The word amateur derives from the Latin for “love.” An amateur is at root a lover—a lover of sport, science, art, and so forth. . . . As faculty we are properly concerned about our professionalism. There is much to recommend the professional ethic, including rigor, methodology, high standards of review, and so forth. . . . Yet I hope that we also never cease to be amateurs in our professions—that is, passionate devotees of our disciplines. I have told some of you that I hope to be an academic academic vice president by still teaching, reading, and writing a little. Even more, I aspire to remain an avid amateur, still smitten with the love for learning that first drew me to the academy.

In this same talk, I also reminded the faculty of a quip by Professor Hugh Nibley that turns conventional assumptions about professionalism and amateurism on their head: “Anyone can become a . . . chancellor, or a custodian by appointment, . . . but since the world began, no one has ever become an artist, a scientist, or a scholar by appointment. The professional may be a dud, but to get any recognition, the amateur has to be good.”

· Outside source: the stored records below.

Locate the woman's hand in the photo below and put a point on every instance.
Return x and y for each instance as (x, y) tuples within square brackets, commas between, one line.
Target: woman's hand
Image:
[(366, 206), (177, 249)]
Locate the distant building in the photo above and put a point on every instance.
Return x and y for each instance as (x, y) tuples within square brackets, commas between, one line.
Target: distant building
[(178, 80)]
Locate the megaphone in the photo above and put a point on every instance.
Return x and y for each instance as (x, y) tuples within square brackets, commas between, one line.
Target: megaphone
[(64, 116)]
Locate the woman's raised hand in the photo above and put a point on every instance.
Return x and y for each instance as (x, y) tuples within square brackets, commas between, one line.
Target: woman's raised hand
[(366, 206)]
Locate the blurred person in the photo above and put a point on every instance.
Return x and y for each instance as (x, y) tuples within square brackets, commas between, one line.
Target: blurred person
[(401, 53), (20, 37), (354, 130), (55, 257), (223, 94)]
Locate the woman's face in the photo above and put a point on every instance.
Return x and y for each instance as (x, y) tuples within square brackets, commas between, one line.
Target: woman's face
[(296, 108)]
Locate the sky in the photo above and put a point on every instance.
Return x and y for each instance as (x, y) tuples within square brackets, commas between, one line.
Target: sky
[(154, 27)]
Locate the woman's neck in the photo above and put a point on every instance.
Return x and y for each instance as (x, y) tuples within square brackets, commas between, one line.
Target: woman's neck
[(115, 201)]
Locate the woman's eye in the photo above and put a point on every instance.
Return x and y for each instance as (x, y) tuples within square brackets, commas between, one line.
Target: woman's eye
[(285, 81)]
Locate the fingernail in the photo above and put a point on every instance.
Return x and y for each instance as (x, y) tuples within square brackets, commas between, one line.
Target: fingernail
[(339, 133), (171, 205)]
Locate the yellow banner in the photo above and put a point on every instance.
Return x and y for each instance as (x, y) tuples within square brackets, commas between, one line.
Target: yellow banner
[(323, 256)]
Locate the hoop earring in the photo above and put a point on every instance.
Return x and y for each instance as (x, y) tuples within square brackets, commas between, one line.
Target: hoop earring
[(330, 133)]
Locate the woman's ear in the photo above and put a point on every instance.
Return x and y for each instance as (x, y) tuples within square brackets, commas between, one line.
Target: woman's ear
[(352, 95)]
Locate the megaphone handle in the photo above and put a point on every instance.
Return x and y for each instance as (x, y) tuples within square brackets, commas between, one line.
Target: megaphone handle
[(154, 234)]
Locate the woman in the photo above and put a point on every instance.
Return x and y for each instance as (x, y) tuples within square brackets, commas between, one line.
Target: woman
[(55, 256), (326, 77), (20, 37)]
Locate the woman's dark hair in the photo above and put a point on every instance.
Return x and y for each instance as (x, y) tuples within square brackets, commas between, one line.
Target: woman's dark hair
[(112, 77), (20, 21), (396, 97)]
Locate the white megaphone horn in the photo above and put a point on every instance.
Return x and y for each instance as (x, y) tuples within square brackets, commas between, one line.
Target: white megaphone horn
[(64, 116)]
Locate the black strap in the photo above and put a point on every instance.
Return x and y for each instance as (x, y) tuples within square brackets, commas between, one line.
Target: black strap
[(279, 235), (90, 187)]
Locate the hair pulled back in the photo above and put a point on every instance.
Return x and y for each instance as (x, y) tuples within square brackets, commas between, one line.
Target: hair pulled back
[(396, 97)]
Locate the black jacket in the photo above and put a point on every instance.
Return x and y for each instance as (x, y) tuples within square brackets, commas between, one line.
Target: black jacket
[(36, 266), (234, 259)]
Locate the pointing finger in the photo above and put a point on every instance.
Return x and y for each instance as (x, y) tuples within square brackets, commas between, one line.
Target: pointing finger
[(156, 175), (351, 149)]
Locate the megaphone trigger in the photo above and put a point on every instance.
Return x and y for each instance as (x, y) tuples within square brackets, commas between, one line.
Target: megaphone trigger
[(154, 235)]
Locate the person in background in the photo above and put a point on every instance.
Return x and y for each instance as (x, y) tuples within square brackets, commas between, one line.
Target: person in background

The Notes were one way I tried to keep alive a spirit of amateurism, properly understood, in a university that was becoming increasingly professional, sometimes doggedly so. The essays were also a way to keep alive a love of learning in myself. Writing these Notes served as a welcome respite from writing bureaucratic memos. A bureaucrat is literally someone who governs from a desk; it comes from the French bureau (office desk) and the Greek kratia (power). I did not want to address the faculty solely from my office desk as a bureaucrat. I wanted to write to them from my book-lined study as an amateur.

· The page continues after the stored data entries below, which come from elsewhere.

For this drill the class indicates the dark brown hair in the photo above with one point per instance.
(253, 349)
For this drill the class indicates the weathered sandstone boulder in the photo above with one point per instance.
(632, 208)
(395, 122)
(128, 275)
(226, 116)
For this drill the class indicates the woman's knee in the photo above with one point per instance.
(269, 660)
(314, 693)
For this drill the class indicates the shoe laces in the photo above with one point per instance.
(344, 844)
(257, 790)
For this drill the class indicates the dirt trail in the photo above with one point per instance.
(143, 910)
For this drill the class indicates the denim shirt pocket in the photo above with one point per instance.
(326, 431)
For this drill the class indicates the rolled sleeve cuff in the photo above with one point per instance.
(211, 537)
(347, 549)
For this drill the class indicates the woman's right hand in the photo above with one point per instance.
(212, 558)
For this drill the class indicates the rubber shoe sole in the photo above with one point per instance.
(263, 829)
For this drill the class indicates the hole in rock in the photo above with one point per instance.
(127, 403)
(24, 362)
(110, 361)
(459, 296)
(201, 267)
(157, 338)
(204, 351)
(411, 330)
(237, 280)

And as a disciple, albeit a very imperfect one. These Notes regard life in the academy—its delights and dilemmas, its holidays and workdays—through the lens of my discipleship in The Church of Jesus Christ of Latter-day Saints. I cannot avoid this point of view, nor would I want to. For however imperfectly I may live up to the demands of discipleship, they envelop not only the academic disciplines for me but every dimension of my life.

Although these essays were originally addressed to faculty at BYU, they were also intended to have general and enduring interest. From the responses I’ve received to them, I trust that they may be of interest to a broader audience.

I am deeply grateful to Linda A. Reynolds for encouraging and designing this book. She understands that books are meant not only to be read but to be held, both in the hand and in the eye. A handsome book participates in the benediction God pronounces upon his creations: it serves “both to please the eye and to gladden the heart” (D&C 59:18).

I express similar gratitude to Brian Kershisnik for allowing us to use his imaginative and evocative paintings to illustrate this book.

And to Robert L. Millet, publications director of the Religious Studies Center at BYU, for soliciting, editing, and publishing this book—as well as for friendship that stretches back to the time before we both came to BYU as faculty. Thanks also to staff members R. Devan Jensen, Brent R. Nordgren, Joany O. Pinegar and their capable student assistants Annalise Belnap, Heidi Bishop, Jacob F. Frandsen, Matt Larsen, Art Morrill, Jonathon R. Owen, Nyssa Silvester, and Jeff Wade.

I have often reminded faculty and students that true education, as Yeats said, is “not filling a bucket but lighting a fire.” I hope these essays spark some flames.